Past experience informs us that very large gaps in labor and output markets must be expected to exert considerable downward pressure on prices and wages. The Fed itself is now expecting that high unemployment will mean that inflation will stay quite low for a protracted period. Going even further, economists at Goldman Sachs are now expecting that headline consumer prices will fall by close to 1 percent in 2009 and that, excluding food and energy prices, there will be practically no increase in consumer prices in 2010. Meanwhile, in the market, TIPS (the government’s inflation-linked bonds) are now anticipating that consumer prices, excluding food and energy, will decline by almost 1 percent a year over the next five years.
Mr. Bernanke has responded to the growing threat of deflation by tentatively moving in the direction of inflation targeting and by having the FOMC announce a long run inflation forecast of between 1.7 percent and 2.0 percent. In addition, acknowledging that with the federal funds rate at close to zero the Fed has exhausted the use of its short-term interest rate instrument, Mr. Bernanke has also indicated that if need be the Federal Reserve stands ready to resort to further non-conventional monetary policy measures. In that context, he has intimated that the Fed might increase its purchases of mortgage-backed securities and it might start buying long-dated US Treasury bonds.
Congress should ask Mr. Bernanke why with the growing threat of deflation he is stopping short of a formal inflation target. Would not a formal inflation target of around 2 percent signal that the Federal Reserve was firmly committed to preventing deflation from taking hold in the US?
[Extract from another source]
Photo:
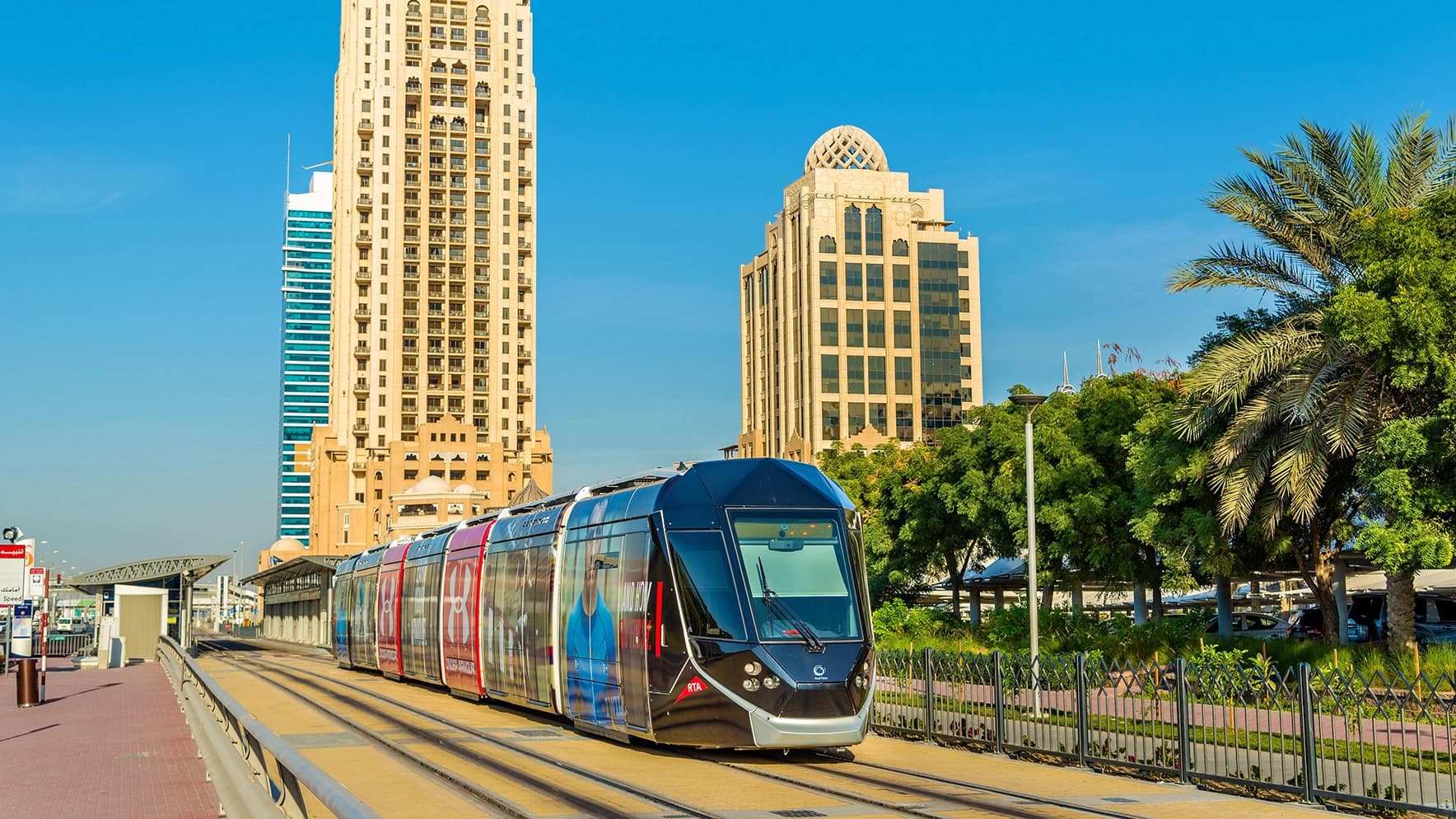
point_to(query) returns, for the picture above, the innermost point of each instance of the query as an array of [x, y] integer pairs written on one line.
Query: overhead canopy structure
[[296, 567], [299, 599], [149, 573]]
In a similar vein, Congress should be asking what is holding Mr. Bernanke back from already buying US treasuries in general and US inflation-linked bonds in particular. With TIPS’ prices presently implying core-price deflation, might not aggressive purchases of these instruments by the Federal Reserve clearly indicate to the public that the Fed was prepared to put its money where its mouth was on its determination to avoid deflation? And might not such purchases offer positive returns to the taxpayer if the Fed was indeed successful in slaying the deflation dragon?
Although not strictly Mr. Bernanke’s remit, Congress should solicit Mr. Bernanke’s views on how he sees the new Administration’s efforts at recapitalizing the US banking system. In particular, he should be asked whether we are not repeating Japan’s mistakes of the 1990s by pretending that the US banking system does not have a major solvency problem and by persisting with the failed policies of the Troubled Asset Relief Program. He should also be asked whether the successful Swedish model of a good bank/ bad bank approach to the US banking system’s solvency problem does not offer better prospects for alleviating the country’s debilitating credit crunch.
At this week’s Federal Reserve hearings, there is no shortage of questions that Congress could legitimately pose to Mr. Bernanke. However, Congress would do well not to lose sight of the fact that the US is presently in the throes of its worst post-war recession. Nor should Congress lose sight of the very real deflation risks facing the economy that if not properly addressed could very well result in a lost decade for the economy.